SOURCE RECORDS

The Center collects intelligence data from multiple sources for each cybercrime or security threat that it seeks to study or seeks to encourage others to study. These sources typically identify an Internet identifier such as a domain name, URL or IP address as a threat, and provide metadata (artifacts, indicators) that can be used in analysis or measurements.

We evaluate sources using these commonly accepted industry indicators of confidence:

Reputation in the operational, cybersecurity and academic communities, who trust that these sources are rigorously prepared and are accurate, e.g., have low false-positive rates,

Practical, widespread adoption. Commercial and non-commercial entities worldwide rely on these sources to mitigate threats or risk for their networks and their users.

Transparency and accountability. These sources actively maintain their data sets (lists) and provide guidelines and methods for reconciling false-positives (e.g., de-listing).

Service quality and integrity. These sources have a positive reputation for high availability and are recognized for the quality of their methodology and scale of their detection infrastructures.

Metadata. These sources group identifiers (URLs, domain names) into to security threat categories that we intend to study, e.g., phishing domains, malware domains, fake site domains, botnet command-control domains, and spam domains. Some sources provide additional metadata; for example, domain registrar, the date and time when a threat was discovered (reported), brand targeted,

From these source records, we produce several kinds of records.

Visit the Contributors page for a list of publicly accessible, non-commercial, and commercial, contributed intelligence data.

We collect threat intelligence data

The Center collects threat intelligence data - reputation or block list data for domain names, hyperlinks (URL), Internet Addresses (IP) and Autonomous Systems (AS) - from DNS, URL, and IP address. The aggregated and derived records that we produce from threat intelligence data that we collect are available to download from the Records Repository page.

Here, we explain the relationships between the many data sets that we collect, process, and publish.

COMPOSITE RECORDS

We create composite records from threat intelligence records and their metadata, from public domain name and IP Whois, and from DNS query responses.
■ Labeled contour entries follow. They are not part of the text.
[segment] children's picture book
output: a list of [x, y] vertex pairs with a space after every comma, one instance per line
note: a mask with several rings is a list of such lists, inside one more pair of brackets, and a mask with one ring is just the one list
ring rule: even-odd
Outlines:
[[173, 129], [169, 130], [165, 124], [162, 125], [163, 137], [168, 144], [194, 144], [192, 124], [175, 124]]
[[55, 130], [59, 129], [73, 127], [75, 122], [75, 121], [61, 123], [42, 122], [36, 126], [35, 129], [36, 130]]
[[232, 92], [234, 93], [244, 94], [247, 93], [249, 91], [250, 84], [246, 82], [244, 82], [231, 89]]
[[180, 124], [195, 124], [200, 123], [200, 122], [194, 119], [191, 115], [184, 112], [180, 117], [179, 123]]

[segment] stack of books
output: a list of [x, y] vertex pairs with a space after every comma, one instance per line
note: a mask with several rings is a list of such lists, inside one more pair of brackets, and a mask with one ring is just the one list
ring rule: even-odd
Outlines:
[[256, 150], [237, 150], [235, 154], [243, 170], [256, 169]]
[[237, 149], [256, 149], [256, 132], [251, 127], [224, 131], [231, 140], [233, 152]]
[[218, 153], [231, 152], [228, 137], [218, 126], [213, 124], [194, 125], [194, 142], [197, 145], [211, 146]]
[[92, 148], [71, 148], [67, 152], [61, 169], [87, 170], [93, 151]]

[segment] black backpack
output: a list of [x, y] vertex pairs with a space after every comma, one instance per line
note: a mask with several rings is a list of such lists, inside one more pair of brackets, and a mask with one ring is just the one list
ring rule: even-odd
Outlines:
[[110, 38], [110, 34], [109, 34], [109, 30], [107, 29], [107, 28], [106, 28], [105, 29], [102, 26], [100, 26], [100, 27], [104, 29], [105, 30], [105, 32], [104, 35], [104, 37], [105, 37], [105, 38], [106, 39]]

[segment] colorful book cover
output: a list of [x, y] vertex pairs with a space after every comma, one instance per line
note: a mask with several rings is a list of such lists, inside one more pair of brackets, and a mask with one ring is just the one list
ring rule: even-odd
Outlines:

Threat intelligence data may vary according to the kind of threat - for example, phishing data may identify targeted brand, and malware data may provide a hash of the malware executable - so our records may have different schema depending on threat.

Generally, our composite record is anchored by an identifier, e.g., a URL or domain name. For each identifier, we append metadata to that identifier's record. For example, if the identifier is a phishing URL, we parse host, registered domain name, TLD, path. We collect DNS and Whois data for the registered domain name and both Autonomous System Numbers (ASN)s and IP addresses where the URL was hosted. We also append discovery or reporting dates, and classifiers; e.g., for phishing, we determine if the domain is a malicious/legit registration, the brand targeted).

Each composite record is tagged with data origin (e.g., from which threat feed did we collect this record). Certain of our sources are provided under licenses which prevent us from sharing records derived from these sources. Other sources may permit us to share composite records (which contain some elements of source data). We maintain data origin so that we can explore circumstances where we are able to share subsets of composite records that are not encumbered by license.

At this time, we continue to explore opportunities to share composite records with providers of our source data.

AGGREGATE RECORDS

When we conduct analyses or measurements, we also generate aggregate records. Aggregate records are typically measurements (e.g., counts of occurrences of a threat within a registry, registrar, hosting operator) that we use to create tables or charts. These records do not contain data from our threat intelligence sources. We publish certain aggregate records in CSV format. The CSV data sets can be downloaded by visitors who wish to refine or examine underlying data; for example, we may publish a CSV data set that contains counts of phishing sites for several hundred registries, and some visitors may want to study only the legacy, new, or country code TLDs and can do so with the CSV data.

Aggregate records contain several types of measurements.

Occurrence measurements. Counters that help us identify concentrations of cybercrime or threats; for example, how many phishing, spam, or malware domains were registered through a given registrar, or hosted at a particular operator, or delegated from a given Top-level domain.

Elapsed Times. Measures of the elapsed time between occurrences of two related events, for example, the time elapsed between the registration of a domain name (the creation date) and the time when that domain name is identified or reported as a threat, e.g., a phishing site.

Longitudinal measurements. Measures of cumulative misuses or abuses of identifiers over (long) periods of time, e.g., the number of unique malicious, spam, phishing or malware domain registered through a given registrar or delegated from a given TLD over 365 days.For example, we collect phishing URLs daily and so that we can examine the number URLs over a period of time, e.g., a month or year. With data to take such measurements, we can, for example, support analyses that can show flocking and migration behavior (e.g., when a criminal targets a given TLD for malicious registrations they will use to support a spam infrastructure) or repetitive behavior (e.g., to identify days of weeks where phishing most frequently occurs).